Exploratory Analysis of Swiss Fertility Data

This report is a summary based on exploratory analysis of the Swiss dataset. The dataset contains a total of 47 observations, representing the 47 provinces of Switzerland in 1888. The dataset contains a total of 6 variables. Of particular interest is the fertility variable, which is a standardized measure of fertility.

From this dataset, a few summary statistics can be observed. First, the measure of Fertility ranges from a minimum value of 35 to a maximum value of 92.5 with a mean value of 70.14. The socioeconomic indicators show that across provinces, the average percent of males involved in agriculture as occupation was 50.66 at that time. IN addition, the average percent of draftees with education beyond primary school was 10.98 at that time.

Relationship between Socioeconomic Indicators and Fertility

Examining the bivariate correlations of the variables included shows that there are multiple socioeconomic indicators that appear to have a relationship with fertility.

  Fertility Agriculture Examination Education Catholic Infant.Mortality
Fertility 1 0.353 -0.646 -0.664 0.464 0.417
Agriculture 0.353 1 -0.687 -0.64 0.401 -0.061
Examination -0.646 -0.687 1 0.698 -0.573 -0.114
Education -0.664 -0.64 0.698 1 -0.154 -0.099
Catholic 0.464 0.401 -0.573 -0.154 1 0.175
Infant.Mortality 0.417 -0.061 -0.114 -0.099 0.175 1

Based on the correlation table, it appears that there is a strong negative correlation between fertility and education with a correlation of -0.664. This suggests that in provinces where education beyond primary school is higher, there tends to be a lower fertility rate.

Similarly, there is also a strong negative correlation between fertility and examination with a correlation of -0.646. The variable Examination represents the percent of draftees receiving the highest mark on the army examination. This suggests that in provinces with a high percent of draftees scoring the higest mark on the army examination, there tends to be a lower fertility rate.

Of the variables in the dataset, Catholic and Infant Mortality have the highest, positive correlation with fertility at 0.464 and 0.417 respectively. This suggests that provinces with a higher percent of catholics and provinces with a larger number of infants that live less than 1 year tend to have higher fertility rates.

From the plot comparing the percent of catholics with the fertility measure, it also appears that most provinces either have a large majority or a small minority of catholics. Only a few provinces appear to be relatively evenly split in the proportion of catholics versus protestants.

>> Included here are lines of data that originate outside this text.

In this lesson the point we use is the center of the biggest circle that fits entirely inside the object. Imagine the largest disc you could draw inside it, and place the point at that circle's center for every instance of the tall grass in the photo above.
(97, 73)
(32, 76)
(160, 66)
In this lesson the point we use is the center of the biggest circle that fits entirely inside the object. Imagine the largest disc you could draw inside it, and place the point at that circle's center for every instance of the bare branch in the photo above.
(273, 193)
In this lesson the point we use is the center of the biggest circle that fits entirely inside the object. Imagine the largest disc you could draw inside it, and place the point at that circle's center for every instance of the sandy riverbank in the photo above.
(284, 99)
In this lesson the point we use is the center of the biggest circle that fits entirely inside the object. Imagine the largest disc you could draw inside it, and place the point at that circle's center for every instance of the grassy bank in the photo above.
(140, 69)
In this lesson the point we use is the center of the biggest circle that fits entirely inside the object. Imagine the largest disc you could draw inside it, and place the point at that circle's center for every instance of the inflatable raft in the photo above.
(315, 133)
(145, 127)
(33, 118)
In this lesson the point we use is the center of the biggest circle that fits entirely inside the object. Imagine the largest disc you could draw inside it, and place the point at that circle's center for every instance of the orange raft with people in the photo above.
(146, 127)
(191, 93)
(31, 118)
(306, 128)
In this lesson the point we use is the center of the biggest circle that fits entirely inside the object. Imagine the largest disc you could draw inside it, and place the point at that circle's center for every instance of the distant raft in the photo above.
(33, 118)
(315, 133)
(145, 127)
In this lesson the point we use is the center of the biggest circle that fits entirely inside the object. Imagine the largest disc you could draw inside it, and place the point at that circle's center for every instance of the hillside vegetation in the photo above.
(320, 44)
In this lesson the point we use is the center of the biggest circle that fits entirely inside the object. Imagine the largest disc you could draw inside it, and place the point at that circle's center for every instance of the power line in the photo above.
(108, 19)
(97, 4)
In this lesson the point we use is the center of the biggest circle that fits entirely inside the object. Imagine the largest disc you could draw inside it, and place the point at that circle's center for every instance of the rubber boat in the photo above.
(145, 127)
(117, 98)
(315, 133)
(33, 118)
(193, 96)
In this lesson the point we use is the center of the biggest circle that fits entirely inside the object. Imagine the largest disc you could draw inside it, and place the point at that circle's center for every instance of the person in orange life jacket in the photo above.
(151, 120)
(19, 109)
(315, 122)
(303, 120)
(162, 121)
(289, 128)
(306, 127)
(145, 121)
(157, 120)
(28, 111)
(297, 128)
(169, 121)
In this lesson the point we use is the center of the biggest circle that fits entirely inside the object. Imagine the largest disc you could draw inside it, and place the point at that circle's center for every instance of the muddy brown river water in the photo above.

Relationships between other Variables

In addition, there appears to be a negative correleation between the percent of males involved in agriculture and percent of education beyond primary school at a correlation of -0.64. This suggests that in provinces where education beyond primary school is higher, the percent of males involved in agriculture is lower. This appears to be an intuitive relationship, considering that people who obtain a higher education are more likely to seek occupations that are more prestigious rather than being limited to agriculture.